Hi,
 
First of all, 0x00 character is not a valid UTF-8 character. And, PostgreSQL is more strict compare to Oracle about character encodings.
select count(*) from <table_name> where instr(<table_cole>, unistr('\0000')) > 0;
If your character encoding of your Postgres database is UTF-8 and data type of the column is a type for storing character, such as varchar, text etc., answer is no. There is no equivalent in Postgres of the query above. Reason is simple, you can't store character 0x00 by the reason that it is not a valid character string :)
 
Most probably, while copying of data from Oracle to Postgres, oracle_fdw or oracle driver it used skipped character 0x00. So, your data in PostgreSQL is clean in the aspect of character 0x00.
 
The question is what is the source of the errors. Answer is that the application itself is the source of the errors. Your application sends invalid UTF-8 strings to database. Also the application is responsible to invalid UTF-8 strings stored in Oracle database. You should check and fix your application.  
Best regards.
Samed YILDIRIM
 
08.08.2020, 12:59, "Hotmail" <crajac66@hotmail.com>:
Hi All, 

We migrated data from Oracle to postgres using oracle_fdw without seeing any invalid byte sequence for encoding "UTF8": 0x00 errors. The data transfer from Oracle to Postgres using oracle_fdw completed successfully without any errors.

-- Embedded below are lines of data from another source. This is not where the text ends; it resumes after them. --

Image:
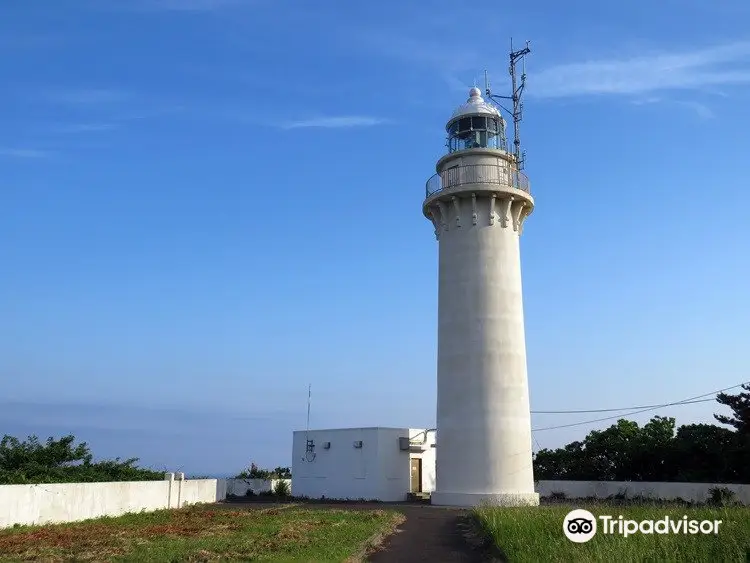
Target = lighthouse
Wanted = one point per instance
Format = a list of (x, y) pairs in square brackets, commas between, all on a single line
[(478, 203)]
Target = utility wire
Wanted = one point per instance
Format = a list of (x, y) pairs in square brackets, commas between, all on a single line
[(625, 408), (645, 409)]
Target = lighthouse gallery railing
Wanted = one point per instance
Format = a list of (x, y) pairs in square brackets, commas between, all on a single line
[(477, 174)]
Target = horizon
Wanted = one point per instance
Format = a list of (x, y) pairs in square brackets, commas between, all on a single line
[(203, 211)]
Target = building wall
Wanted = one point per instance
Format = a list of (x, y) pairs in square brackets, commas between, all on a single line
[(694, 492), (379, 470), (239, 487), (71, 502), (428, 457)]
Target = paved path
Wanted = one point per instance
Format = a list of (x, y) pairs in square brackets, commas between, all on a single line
[(429, 534)]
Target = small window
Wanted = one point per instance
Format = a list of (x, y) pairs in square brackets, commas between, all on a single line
[(464, 124), (479, 123)]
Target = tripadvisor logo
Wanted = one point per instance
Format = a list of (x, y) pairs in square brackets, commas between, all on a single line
[(580, 526)]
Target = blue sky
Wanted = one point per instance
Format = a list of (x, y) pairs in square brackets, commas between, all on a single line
[(207, 205)]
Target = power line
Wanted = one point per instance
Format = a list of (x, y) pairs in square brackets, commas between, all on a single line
[(625, 408), (645, 409)]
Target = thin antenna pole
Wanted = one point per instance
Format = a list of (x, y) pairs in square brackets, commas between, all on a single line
[(309, 394), (516, 97)]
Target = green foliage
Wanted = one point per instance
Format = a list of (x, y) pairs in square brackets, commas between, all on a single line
[(62, 461), (282, 489), (740, 405), (205, 533), (657, 451), (254, 472), (722, 496)]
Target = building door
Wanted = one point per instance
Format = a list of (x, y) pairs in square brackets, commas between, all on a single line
[(416, 475)]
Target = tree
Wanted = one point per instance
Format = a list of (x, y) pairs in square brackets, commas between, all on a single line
[(740, 405), (62, 461), (254, 472)]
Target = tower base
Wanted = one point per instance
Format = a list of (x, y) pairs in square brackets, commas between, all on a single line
[(470, 500)]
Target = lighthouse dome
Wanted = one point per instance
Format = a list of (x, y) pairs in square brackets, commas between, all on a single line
[(476, 124), (475, 105)]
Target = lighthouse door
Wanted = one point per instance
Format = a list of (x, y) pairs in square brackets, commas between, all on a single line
[(416, 475)]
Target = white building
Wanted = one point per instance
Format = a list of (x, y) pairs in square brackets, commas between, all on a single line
[(363, 463)]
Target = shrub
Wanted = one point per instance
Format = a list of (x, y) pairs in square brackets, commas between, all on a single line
[(722, 496), (282, 489)]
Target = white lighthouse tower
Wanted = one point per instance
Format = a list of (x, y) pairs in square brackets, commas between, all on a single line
[(478, 201)]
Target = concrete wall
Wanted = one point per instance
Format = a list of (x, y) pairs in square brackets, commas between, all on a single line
[(379, 470), (239, 487), (71, 502), (694, 492)]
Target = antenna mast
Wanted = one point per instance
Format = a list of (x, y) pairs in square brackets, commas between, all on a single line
[(309, 444), (515, 97)]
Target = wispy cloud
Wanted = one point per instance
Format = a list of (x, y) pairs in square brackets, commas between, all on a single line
[(88, 96), (720, 65), (18, 41), (422, 52), (84, 127), (178, 5), (23, 153), (335, 122), (701, 110)]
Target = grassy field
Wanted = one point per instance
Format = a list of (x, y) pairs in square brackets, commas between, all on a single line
[(204, 533), (536, 534)]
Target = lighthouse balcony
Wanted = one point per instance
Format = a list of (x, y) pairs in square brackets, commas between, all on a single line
[(493, 176)]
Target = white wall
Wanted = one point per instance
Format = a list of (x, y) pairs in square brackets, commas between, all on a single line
[(239, 487), (378, 470), (71, 502), (694, 492)]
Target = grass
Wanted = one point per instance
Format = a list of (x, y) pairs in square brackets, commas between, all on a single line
[(533, 534), (205, 533)]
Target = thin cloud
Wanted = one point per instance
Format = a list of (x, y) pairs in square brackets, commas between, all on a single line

After we started our application using Postgres as the new data source we are consistently seeing "invalid byte sequence for encoding "UTF8": 0x00 errors" once or twice a minute on a basic select statement like this:

Select * from <table> where <col1>=‘foo’ and <col2>=‘foo2’;

Not all queries fail just some. We can select * from the table in question from psql without any invalid byte sequence errors (A problem with the jdbc client maybe?)

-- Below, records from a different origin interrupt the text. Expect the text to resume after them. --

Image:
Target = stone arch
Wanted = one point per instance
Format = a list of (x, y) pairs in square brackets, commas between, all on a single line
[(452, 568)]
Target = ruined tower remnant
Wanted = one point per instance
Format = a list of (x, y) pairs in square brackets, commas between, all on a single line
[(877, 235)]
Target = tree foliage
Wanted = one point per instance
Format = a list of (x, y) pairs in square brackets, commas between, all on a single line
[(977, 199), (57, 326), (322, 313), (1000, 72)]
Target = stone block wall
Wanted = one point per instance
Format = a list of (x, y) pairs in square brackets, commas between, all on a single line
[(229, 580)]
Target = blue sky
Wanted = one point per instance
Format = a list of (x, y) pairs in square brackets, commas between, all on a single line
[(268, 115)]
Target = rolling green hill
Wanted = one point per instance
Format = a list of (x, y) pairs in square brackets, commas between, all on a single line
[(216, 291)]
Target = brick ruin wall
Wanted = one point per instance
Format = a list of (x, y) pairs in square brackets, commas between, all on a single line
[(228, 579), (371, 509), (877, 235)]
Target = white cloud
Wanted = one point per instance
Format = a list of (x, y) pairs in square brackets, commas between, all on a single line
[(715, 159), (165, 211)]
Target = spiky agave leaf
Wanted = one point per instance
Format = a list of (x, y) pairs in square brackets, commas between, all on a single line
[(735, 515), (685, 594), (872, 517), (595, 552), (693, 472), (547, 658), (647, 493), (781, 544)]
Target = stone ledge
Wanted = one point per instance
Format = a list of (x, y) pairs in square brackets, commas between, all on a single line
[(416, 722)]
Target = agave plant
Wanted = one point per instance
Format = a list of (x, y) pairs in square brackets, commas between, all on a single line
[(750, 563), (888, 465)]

We went back to the source Oracle database and re-ran queries to try to find any invalid byte sequences and we could not find any. Again the data was copied with oracle_fdw with no errors. 

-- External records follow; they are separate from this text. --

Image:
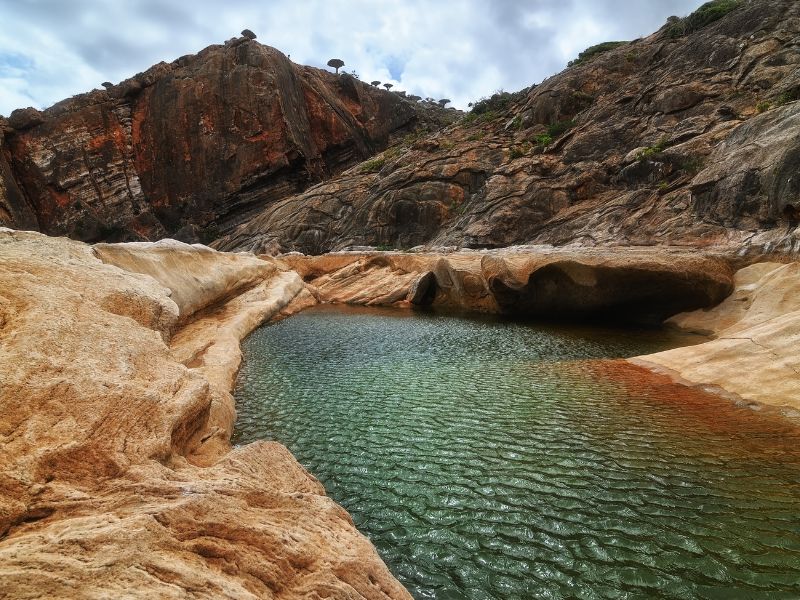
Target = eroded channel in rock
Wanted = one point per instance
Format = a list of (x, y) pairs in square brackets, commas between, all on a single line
[(492, 459)]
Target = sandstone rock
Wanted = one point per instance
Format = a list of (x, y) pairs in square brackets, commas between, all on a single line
[(25, 118), (627, 284), (117, 478), (205, 142), (756, 332), (722, 176)]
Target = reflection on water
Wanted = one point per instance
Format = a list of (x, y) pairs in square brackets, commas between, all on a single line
[(490, 459)]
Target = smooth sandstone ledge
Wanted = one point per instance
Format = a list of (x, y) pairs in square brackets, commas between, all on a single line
[(755, 354), (118, 480), (754, 357)]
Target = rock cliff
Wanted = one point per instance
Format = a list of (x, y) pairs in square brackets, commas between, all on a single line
[(641, 285), (192, 148), (683, 137), (118, 479), (756, 330)]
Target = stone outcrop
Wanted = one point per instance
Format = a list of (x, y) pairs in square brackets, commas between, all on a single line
[(687, 141), (756, 331), (192, 148), (643, 285), (118, 479)]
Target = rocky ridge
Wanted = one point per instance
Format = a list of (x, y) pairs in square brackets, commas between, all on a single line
[(192, 148), (686, 140), (640, 285), (756, 330)]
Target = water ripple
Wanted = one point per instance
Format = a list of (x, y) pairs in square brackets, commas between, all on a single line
[(488, 459)]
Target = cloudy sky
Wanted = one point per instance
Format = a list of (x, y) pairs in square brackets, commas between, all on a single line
[(458, 49)]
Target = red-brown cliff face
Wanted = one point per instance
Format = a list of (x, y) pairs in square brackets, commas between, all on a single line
[(189, 149), (680, 138)]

We would like to know if there are any queries we can run on the postgres table generating this error to identify the source of the invalid byte sequence errors. The query we used in the Oracle db to identify invalid byte sequences does not translate directly because it uses the instr oracle function. Here’s the oracle query:

select count(*) from <table_name> where instr(<table_cole>, unistr('\0000')) > 0;

Is there an equivalent query we could run in Postgres?